Heaven in all its splendor is as much beyond our imagination as the miseries of hell. The intimacy with God that we receive through the person and work of Christ exceeds our comprehension. As a teenager, Edwards struggled with the ineffable quality of heaven: “to pretend to describe the excellence, the greatness or duration of the happiness of heaven by the most artful composition of words would be but to darken and cloud it, to talk of raptures and ecstasies, joy and singing, is but to set forth very low shadows of the reality, and all we can say by our best rhetoric is really and truly, vastly below what is but the bare and naked truth, and if St. Paul who had seen them, thought it but in vain to endeavor to utter it much less shall we pretend to do it, and the Scriptures have gone as high in the descriptions of it as we are able to keep pace with it in our imaginations and conception.…”
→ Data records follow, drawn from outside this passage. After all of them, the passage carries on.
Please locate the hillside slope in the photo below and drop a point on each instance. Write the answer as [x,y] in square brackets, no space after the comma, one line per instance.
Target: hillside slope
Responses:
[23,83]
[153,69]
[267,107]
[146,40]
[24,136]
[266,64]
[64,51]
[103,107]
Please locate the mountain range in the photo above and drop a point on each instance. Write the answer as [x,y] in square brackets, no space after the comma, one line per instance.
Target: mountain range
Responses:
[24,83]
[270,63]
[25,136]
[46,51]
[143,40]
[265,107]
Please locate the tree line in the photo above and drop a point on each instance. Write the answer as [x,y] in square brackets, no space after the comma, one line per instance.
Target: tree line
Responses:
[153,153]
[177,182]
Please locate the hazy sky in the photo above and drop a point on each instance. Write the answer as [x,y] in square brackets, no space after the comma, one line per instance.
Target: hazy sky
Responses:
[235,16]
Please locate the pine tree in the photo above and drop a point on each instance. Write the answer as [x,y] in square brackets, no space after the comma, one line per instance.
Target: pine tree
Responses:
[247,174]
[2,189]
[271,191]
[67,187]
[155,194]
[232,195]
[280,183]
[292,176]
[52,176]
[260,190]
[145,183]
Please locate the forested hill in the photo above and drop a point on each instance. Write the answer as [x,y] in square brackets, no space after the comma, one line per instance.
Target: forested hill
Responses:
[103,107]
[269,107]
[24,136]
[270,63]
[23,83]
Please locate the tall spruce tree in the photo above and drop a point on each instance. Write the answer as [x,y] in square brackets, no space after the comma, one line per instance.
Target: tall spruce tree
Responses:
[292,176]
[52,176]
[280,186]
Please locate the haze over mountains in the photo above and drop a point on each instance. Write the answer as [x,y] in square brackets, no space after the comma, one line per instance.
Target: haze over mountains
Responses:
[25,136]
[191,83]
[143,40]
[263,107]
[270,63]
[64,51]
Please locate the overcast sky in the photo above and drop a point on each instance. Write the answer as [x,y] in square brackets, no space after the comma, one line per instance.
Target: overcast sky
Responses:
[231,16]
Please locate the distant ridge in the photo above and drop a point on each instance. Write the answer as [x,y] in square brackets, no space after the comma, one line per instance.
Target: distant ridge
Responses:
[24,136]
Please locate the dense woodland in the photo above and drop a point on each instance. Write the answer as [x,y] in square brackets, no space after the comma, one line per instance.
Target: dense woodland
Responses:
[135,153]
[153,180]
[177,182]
Scripture portrays heaven as a wedding banquet, a victory celebration, a holy assembly in eternal communion with God—and not only with God, but with one another. In hell, the fellowship of the damned only adds to their misery, but in heaven, the fellowship of the saints is a source of great delight. This may be difficult to imagine with the bickering that goes on among Christians, but in heaven, the saints will truly love one another.
But the greatest delight will be God Himself. The saints will experience an intimacy with God through their union with Christ that is beyond their imagination. The infinite distance between God and man is removed by the blood of Christ, the God-man. “The distance between the two natures—divine and human—is overcome by the one who combines both in His one person,” Gerstner wrote. In Christ, love is restored—love between God and man. A love that is perfected in Christ and revealed in the saints as they live forever in holy fellowship with one another and with God.
If the church of Christ is eternal, what should your attitude toward your spiritual brothers and sisters be in this life? Set a date this week with someone from your church. Have a family over for dinner or get together with someone for lunch or even breakfast. Get to know others in your local church.